Javier Galindo
Javier Galindo

Reputation: 39

Why is this BeautifulSoup code outputting "None"?

import urllib2
from BeautifulSoup import BeautifulSoup

contenturl = "http://espnfc.com/tables/_/league/esp.1/spanish-la-liga?cc=5901"
soup = BeautifulSoup(urllib2.urlopen(contenturl).read())

table = soup.find('div id', attrs={'class': 'content'})

rows = soup.findAll('tr')
for tr in rows:
    cols = tr.findAll('td')
    for td in cols:
        text = td.find(text=True)
        print text,  
    print

and I get: (note this is only a little bit of what I was looking for, which are standings for a soccer league)

  Overall None Home None Away None  
POS None TEAM P W D L F A None W D L F A None W D L F A None GD Pts
1 
Barcelona 38 32 4 2 115 40 None 18 1 0 63 15 None 14 3 

My question is, Why is there a "None" after every word?
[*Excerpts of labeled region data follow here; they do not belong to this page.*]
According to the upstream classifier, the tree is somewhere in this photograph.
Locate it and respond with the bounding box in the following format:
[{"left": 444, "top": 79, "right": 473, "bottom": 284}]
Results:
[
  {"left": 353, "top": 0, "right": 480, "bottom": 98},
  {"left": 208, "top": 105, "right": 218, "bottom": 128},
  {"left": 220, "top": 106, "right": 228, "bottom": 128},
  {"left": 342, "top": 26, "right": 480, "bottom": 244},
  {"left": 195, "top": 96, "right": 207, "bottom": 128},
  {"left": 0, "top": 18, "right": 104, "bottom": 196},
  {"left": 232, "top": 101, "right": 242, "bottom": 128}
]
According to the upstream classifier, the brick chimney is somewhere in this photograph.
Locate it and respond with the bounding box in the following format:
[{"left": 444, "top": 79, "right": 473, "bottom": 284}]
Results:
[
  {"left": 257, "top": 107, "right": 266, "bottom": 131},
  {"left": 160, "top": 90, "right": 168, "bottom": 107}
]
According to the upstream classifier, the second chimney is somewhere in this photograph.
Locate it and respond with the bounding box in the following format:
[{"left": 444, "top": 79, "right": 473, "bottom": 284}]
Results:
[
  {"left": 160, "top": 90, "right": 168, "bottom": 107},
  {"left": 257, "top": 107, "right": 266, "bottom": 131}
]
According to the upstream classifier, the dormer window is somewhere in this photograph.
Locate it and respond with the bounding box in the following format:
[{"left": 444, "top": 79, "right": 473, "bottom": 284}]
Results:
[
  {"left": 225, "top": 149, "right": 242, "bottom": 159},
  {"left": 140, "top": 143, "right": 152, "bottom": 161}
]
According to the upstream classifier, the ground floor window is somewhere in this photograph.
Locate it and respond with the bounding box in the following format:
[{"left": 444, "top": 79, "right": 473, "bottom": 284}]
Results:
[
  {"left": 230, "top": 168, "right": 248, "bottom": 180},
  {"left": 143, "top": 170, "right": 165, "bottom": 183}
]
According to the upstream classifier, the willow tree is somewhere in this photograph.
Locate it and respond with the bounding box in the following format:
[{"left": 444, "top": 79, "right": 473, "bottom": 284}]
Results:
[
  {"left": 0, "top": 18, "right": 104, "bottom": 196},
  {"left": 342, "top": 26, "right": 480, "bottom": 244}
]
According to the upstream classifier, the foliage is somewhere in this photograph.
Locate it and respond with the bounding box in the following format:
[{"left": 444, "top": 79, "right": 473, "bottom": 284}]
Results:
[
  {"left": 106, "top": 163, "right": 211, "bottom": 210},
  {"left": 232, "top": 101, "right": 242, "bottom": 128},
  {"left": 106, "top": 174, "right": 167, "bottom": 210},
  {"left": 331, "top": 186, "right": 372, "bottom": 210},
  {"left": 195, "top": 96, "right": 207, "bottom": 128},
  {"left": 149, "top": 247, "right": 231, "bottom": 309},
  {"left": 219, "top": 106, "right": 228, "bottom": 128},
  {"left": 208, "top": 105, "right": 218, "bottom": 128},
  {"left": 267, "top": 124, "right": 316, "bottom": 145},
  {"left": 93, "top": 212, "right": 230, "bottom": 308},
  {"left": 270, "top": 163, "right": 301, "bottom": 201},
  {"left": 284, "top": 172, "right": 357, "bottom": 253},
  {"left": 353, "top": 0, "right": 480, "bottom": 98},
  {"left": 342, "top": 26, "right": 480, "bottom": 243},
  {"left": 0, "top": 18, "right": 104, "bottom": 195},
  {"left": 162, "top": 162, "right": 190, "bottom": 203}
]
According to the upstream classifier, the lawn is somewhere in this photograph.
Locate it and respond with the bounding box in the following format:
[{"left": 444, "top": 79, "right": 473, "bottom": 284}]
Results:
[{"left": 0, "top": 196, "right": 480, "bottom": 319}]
Is there a way I can make it stop doing that?

Upvotes: 1

Views: 191

Answers (2)

Serial
Serial

Reputation: 8043

The None happen when an element has multiple children like it says in The Docs

the easiest way to get rid of theNone is like this:

for tr in rows:
    cols = tr.findAll('td')
    for td in cols:
        text = td.find(text=True)
        if text is not None:
            print text,  
    print  

that will check if text = None and if it is it wont print it

Upvotes: 0

TerryA
TerryA

Reputation: 59984

If you notice on the website, there are spaces between some info, and this is included in each td.

You may notice that all the spaces have a width. So, you can do this:

cols = tr.findAll('td', width=None)

If you decide to swap to BeautifulSoup 4 at any stage, use:

cols = tr.findAll('td', width=False)

Upvotes: 1

Related Questions